男性は岸田首相を一目見ようと、15日朝から現場となった雑賀崎漁港にいた。演説が始まる直前、左前方にいた木村容疑者が黒っぽい物を投げ込んだ姿を目撃し、「あれ」と不審に思った。さらに手元で何かをする動きに気付き、とっさにヘッドロックのようにして同容疑者の頭部を押さえ込んだ。同容疑者は抵抗せず、言葉も発しなかったという。
程なくして、集まってきた警察官らが木村容疑者を拘束したため、男性は取り押さえるのをやめた。その後、背後で「ドーン」と爆発音がした。「万が一(取り押さえていた時に)爆発していたら、けがなり命が危ないことになっていたのでは」と語った。

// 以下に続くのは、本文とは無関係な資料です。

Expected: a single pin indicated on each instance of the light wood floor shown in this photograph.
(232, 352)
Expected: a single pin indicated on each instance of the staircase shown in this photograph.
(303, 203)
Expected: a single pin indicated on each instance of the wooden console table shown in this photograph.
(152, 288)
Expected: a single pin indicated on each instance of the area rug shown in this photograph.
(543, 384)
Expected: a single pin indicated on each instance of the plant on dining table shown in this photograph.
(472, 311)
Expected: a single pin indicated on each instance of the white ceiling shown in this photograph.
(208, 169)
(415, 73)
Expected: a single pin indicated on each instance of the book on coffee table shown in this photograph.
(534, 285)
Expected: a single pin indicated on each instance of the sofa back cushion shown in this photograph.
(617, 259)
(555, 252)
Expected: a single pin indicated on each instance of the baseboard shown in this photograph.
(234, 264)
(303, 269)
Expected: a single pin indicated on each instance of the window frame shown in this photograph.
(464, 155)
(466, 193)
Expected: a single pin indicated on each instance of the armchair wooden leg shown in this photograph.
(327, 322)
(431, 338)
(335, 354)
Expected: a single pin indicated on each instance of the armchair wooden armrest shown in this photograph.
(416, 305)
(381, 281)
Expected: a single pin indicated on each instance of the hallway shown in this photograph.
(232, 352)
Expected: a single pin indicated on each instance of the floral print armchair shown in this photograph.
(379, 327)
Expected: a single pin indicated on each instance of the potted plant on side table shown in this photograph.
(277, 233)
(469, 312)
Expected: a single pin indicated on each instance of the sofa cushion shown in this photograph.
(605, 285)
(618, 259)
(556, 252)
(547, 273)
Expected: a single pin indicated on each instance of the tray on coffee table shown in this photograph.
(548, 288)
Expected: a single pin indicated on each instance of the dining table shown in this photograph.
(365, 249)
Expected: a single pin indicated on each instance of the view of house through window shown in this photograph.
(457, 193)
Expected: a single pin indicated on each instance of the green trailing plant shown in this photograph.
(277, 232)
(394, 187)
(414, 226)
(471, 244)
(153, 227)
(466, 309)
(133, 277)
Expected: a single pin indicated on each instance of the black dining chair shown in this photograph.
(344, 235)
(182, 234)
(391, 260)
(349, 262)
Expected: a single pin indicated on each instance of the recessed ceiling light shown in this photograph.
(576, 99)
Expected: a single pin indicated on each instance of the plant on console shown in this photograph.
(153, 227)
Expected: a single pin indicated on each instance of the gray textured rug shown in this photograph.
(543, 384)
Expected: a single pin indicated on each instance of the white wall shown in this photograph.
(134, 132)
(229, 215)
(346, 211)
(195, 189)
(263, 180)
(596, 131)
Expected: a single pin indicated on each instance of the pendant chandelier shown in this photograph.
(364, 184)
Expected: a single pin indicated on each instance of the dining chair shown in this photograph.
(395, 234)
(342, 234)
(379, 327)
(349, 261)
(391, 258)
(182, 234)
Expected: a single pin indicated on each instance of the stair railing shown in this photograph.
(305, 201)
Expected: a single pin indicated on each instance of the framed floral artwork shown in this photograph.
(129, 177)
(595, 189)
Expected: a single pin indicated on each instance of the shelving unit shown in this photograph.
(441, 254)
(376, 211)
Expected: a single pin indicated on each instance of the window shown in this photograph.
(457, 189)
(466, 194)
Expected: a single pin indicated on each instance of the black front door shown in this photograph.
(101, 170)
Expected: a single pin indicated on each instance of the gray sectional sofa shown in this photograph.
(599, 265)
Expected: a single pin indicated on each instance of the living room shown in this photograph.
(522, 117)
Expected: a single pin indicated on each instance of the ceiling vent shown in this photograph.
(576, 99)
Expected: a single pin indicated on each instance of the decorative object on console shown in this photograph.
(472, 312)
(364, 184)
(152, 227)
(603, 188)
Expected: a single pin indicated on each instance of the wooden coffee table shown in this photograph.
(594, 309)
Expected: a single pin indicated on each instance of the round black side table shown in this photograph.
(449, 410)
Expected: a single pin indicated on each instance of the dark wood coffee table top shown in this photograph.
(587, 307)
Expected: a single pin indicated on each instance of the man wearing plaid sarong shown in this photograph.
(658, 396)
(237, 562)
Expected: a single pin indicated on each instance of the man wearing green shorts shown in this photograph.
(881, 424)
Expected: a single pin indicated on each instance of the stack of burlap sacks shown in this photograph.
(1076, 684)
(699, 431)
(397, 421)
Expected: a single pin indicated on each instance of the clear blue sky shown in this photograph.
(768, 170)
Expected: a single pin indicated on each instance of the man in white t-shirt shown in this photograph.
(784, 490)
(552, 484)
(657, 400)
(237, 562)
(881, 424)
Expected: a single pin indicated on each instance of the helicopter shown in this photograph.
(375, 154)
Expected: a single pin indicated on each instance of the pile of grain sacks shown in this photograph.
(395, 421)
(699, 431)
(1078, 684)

男性は小学生の時、柔道の経験があった。安倍晋三元首相銃撃事件にも触れ、「漁師仲間でそういうことがなければいいのになと冗談で言っていたら、こういうことがあって怖い思いはある」と述べた。岸田首相からは15日夕、電話があり「きょうのことは本当にありがとうございました」と謝意を伝えられたという。
また、男性と共に木村容疑者を押さえ込んだ漁師の寺井政見さん(67)も取材に応じ、「瞬間的に体が動いた」と話した。取り押さえた時に地面に落ちた銀色の筒状の物を拾おうとしたところ、警察官から「そこに置いておいて」と指示を受けたという。
寺井さんは危険と隣り合わせである漁師について、「船の底が破れると沈むような仕事をしている。だからこそ近くにいる人が助けに行くというしきたりがある」と語った。